日刊スポーツ「フラッシュアップ」 大谷昭宏

悩んだら なぜその職業を選んだのかを考えろ
‐企業説明の解禁、就活の開始‐

  春3月、やわらかな日差しがそそいだ1日、いつもの東海テレビ(名古屋)の「ニュース0ne」は来春卒業予定の大学生などに向けた企業説明の解禁、就活の開始を伝えていた。面接や内定の解禁日も定めた、いわゆる経団連ルールは今年が最後だという。

  とは言っても少子化の中、大変な若者不足で、実際は今年もなし崩し。きょうからしっかり企業を回ります、と硬い表情の学生がいる一方で、ニュースはチアリーダーが飛び跳ねる専門学校の出陣式。「4月中に内定をもらって5月の連休は海外で~す」という笑顔の女子グループも伝えていた。

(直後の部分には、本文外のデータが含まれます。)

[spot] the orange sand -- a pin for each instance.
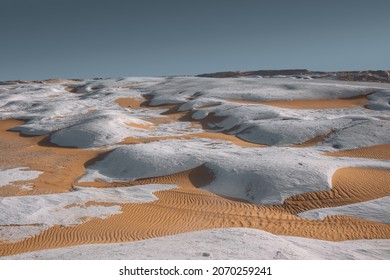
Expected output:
(351, 102)
(312, 141)
(188, 209)
(129, 103)
(377, 151)
(61, 166)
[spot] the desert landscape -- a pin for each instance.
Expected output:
(291, 164)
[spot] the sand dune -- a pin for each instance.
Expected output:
(129, 103)
(188, 209)
(377, 151)
(211, 135)
(204, 113)
(350, 185)
(348, 102)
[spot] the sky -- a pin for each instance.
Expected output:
(43, 39)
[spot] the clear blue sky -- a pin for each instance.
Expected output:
(115, 38)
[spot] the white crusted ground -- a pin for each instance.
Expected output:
(232, 243)
(375, 210)
(17, 174)
(43, 211)
(90, 118)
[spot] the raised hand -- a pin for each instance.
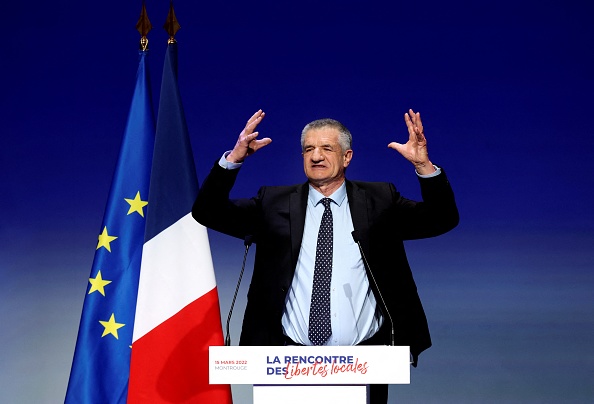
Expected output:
(415, 150)
(247, 143)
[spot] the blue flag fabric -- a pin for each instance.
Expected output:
(177, 312)
(101, 364)
(175, 171)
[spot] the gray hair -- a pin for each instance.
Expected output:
(345, 139)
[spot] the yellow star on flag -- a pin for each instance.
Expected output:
(105, 239)
(136, 204)
(98, 284)
(111, 327)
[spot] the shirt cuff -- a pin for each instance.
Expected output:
(433, 174)
(227, 165)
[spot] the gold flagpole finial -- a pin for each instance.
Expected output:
(143, 26)
(171, 25)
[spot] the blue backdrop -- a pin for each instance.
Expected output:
(505, 90)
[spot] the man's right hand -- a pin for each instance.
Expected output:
(247, 143)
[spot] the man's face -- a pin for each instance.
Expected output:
(324, 161)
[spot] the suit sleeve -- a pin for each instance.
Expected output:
(436, 214)
(214, 209)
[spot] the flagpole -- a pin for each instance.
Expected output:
(177, 312)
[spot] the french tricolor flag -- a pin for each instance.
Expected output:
(177, 312)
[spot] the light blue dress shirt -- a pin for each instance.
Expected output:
(352, 304)
(353, 308)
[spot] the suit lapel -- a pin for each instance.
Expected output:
(358, 206)
(297, 209)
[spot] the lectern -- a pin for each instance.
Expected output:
(309, 374)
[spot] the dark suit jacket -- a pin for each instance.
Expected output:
(276, 218)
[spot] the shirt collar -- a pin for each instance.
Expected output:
(337, 196)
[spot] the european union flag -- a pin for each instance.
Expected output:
(101, 364)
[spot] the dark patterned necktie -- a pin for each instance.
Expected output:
(320, 327)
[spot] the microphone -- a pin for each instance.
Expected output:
(247, 242)
(357, 239)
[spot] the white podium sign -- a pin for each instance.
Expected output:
(309, 365)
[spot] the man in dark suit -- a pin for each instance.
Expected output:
(360, 303)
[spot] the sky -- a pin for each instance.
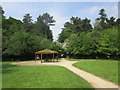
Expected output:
(61, 11)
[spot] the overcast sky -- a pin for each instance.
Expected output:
(61, 11)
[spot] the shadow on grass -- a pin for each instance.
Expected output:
(8, 68)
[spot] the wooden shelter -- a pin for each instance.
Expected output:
(39, 54)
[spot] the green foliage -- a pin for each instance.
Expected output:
(107, 69)
(26, 37)
(75, 26)
(82, 40)
(108, 43)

  「まったくの売手市場ですね」というキャスターの問いかけに、こちらも笑顔を返しながら、ついついこんな言葉が口を突いて出る。

  最後はなんとか希望がかなったとはいえ、マスコミ一本に絞って不安のまっただ中にいたわが就職活動。この日解禁になった学生に「そんなときだからこそ」と、コメントをした。

  バブルがはじけて失われた十数年、就職氷河期といわれた時代は、心ならずもその職に就かざるを得なかった人が大勢いた。進路を選べるいまだからこそ、心底、自分がどんな職業につきたいのか、問いかけてほしい。

  華やいだ雰囲気のなかで、どうしてもこんなことを言っておきたかったのは、たまたまこの日の朝、書店で1冊の文庫本を手にしたからかもしれない。

  朝日新聞三浦英之記者の「南三陸日記」。東日本大震災の年の6月から9カ月、三浦さんは津波で甚大な被害が出た南三陸に身を置いて日記をtづづった。その記事に私も何度、涙をぬぐったことか。それが集英社から文庫本になったのだ。

  忘れられない一文がある。

  三浦さんが駆け出し記者時代、「職業は違うが、目標は一緒だ」と何度も肩を叩いてくれた、その警察官は幹部になっていたが、あの震災で命を落とされた。県警の公葬が終わるのを待って主なき自宅を訪ねた。

  〈最期は女性を助けようと濁流にのまれた、と聞いた。「どうして…」と仏前で言いかけて、彼の口癖を思い出した。

  「悩んだら、なぜその職業を選んだのかを考えろ」

  帰りの車の中で、私は大声をあげて泣いた─〉

  春は、やはり出会いと別れの季節なのかもしれない。